Lange had been preparing the camp’s daily news digest when the second officer of his own U-boat, the 500 , had fluttered into the room like a coal-black crow. Schmidt was a thick-set youth with metallic blue eyes and bad skin, beneath which beat a heart full of National Socialist zeal. He perched on the edge of his bed and lit a cigarette:
‘Anything in the British papers about our armies?’
The whole camp was hungry for news. It was three weeks since the start of the invasion of the Soviet Union and pride and confidence were high.
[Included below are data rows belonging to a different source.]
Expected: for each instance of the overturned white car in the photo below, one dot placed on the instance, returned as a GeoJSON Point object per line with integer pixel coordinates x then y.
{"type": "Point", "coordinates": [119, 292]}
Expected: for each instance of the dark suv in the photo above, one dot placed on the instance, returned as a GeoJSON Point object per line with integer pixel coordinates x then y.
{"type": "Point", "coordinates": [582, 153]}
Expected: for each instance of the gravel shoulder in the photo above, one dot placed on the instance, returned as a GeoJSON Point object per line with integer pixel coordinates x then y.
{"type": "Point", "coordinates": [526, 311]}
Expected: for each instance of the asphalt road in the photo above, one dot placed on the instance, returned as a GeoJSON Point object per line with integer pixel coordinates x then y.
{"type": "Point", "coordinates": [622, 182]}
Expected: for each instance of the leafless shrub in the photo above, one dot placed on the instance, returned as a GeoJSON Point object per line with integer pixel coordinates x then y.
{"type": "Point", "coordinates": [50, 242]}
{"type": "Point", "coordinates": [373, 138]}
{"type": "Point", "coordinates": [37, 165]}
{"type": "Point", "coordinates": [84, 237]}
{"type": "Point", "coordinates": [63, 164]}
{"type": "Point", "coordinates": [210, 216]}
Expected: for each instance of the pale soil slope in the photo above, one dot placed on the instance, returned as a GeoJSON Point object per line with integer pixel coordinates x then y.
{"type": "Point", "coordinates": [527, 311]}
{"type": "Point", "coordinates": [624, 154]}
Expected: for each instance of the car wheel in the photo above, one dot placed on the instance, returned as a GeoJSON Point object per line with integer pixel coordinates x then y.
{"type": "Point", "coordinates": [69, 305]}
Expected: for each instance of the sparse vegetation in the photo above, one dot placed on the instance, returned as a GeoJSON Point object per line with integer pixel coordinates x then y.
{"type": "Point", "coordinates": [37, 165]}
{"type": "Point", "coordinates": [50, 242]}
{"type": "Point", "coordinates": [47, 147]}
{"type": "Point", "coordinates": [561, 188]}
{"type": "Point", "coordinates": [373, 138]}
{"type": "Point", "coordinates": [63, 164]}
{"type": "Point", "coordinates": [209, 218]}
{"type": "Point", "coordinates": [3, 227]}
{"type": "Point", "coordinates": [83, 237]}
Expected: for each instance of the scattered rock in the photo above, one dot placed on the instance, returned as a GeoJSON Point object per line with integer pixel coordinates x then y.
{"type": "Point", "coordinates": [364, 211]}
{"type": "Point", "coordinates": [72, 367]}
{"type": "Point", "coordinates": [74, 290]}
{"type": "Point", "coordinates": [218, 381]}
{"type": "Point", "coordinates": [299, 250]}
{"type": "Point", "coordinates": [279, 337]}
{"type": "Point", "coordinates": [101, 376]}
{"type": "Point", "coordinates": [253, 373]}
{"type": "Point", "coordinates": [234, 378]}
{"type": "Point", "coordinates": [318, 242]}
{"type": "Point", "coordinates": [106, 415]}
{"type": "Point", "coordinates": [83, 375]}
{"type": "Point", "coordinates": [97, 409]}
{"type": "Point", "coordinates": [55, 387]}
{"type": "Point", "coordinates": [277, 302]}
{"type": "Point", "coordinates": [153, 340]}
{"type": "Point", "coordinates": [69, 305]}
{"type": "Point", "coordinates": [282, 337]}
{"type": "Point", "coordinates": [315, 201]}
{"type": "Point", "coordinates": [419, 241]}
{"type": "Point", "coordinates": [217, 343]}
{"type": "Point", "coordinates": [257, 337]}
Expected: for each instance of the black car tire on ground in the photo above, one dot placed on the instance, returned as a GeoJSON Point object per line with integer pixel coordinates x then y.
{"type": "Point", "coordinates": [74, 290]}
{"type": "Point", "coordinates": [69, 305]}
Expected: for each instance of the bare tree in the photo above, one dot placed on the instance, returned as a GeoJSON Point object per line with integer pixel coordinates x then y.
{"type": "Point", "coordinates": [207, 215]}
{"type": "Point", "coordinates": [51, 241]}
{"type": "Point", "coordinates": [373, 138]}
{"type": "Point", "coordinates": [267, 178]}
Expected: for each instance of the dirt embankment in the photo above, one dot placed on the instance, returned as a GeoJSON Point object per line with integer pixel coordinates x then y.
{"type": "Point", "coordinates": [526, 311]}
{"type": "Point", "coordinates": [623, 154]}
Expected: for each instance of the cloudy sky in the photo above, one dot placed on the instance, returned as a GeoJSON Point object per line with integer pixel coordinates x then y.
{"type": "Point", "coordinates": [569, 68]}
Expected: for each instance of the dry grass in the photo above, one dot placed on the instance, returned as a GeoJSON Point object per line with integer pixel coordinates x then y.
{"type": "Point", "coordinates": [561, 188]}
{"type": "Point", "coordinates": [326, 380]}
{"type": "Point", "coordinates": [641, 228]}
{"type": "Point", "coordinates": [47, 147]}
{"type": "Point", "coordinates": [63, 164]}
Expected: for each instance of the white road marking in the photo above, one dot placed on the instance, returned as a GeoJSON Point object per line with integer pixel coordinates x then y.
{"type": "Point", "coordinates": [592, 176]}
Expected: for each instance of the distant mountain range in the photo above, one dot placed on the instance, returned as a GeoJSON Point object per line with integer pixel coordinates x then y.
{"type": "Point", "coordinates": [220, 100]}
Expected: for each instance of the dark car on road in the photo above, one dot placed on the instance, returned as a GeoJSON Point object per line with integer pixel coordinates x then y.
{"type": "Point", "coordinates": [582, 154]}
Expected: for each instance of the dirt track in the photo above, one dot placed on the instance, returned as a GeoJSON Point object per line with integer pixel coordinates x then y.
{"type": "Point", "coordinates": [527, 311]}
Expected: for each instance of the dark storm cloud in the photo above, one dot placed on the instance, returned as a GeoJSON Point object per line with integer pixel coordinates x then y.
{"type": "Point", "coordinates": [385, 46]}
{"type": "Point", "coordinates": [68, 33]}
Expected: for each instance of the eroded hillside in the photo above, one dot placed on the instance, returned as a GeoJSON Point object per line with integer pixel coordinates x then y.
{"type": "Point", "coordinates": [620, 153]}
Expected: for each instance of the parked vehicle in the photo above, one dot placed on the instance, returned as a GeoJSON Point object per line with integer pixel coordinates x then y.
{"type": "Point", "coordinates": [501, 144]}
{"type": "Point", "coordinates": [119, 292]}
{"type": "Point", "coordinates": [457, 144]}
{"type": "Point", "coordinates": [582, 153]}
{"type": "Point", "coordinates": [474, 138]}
But Lange had found nothing of importance.
‘Well, I have some news for you,’ Schmidt had whispered smugly, ‘but not for the digest.’
There was a rumour that someone in the camp was giving intelligence to the British.
‘The Ältestenrat is sure he’s a naval officer. Can you imagine what will happen if it is true?’ Schmidt had laughed, a grating and mirthless laugh.
Bruns led him down the corridor and up the narrow wooden back staircase to a bedroom under the eaves.
‘Wait here, please.’
It was small but comfortable with just two camp beds, necessary furniture and a fine view of the valley below. The camp’s senior officers had elected for the privacy of the servants’ quarters at the top of the house. Lange sat at the desk beneath the window and tried to look at ease. The waiting, the wild thoughts, the tight little knot in the pit of the stomach were so familiar; if anything, the anxiety was more acute than it had been when he was questioned by the British. To be interrogated and judged by your comrades and perhaps found wanting, such a thing was unthinkable. He could hear Bruns speaking in a low voice to someone in the corridor.
On his fourth day in the camp the U-112 ’s engineer had found him in the exercise yard. Lange was watching a muddy game of football, a wet mist beading his wool jacket. Then August Heine had touched his elbow.
‘May I speak to you, Helmut?’ His voice was strained and unhappy.
It was the first time they had spoken since they had been held together at Trent Park. Heine had behaved rather boorishly since then, cutting him dead more than once.
‘Is something the matter?’ Lange had asked coldly. It was plain enough that there was from the alarm in the engineer’s chestnut eyes.
‘Please, I must talk to you.’
Then he had turned and walked away and Lange had followed, edging along the wire towards the house in silence. After casting about to be sure there was no one close by, Heine stopped beneath a dripping oak and began fumbling for a cigarette.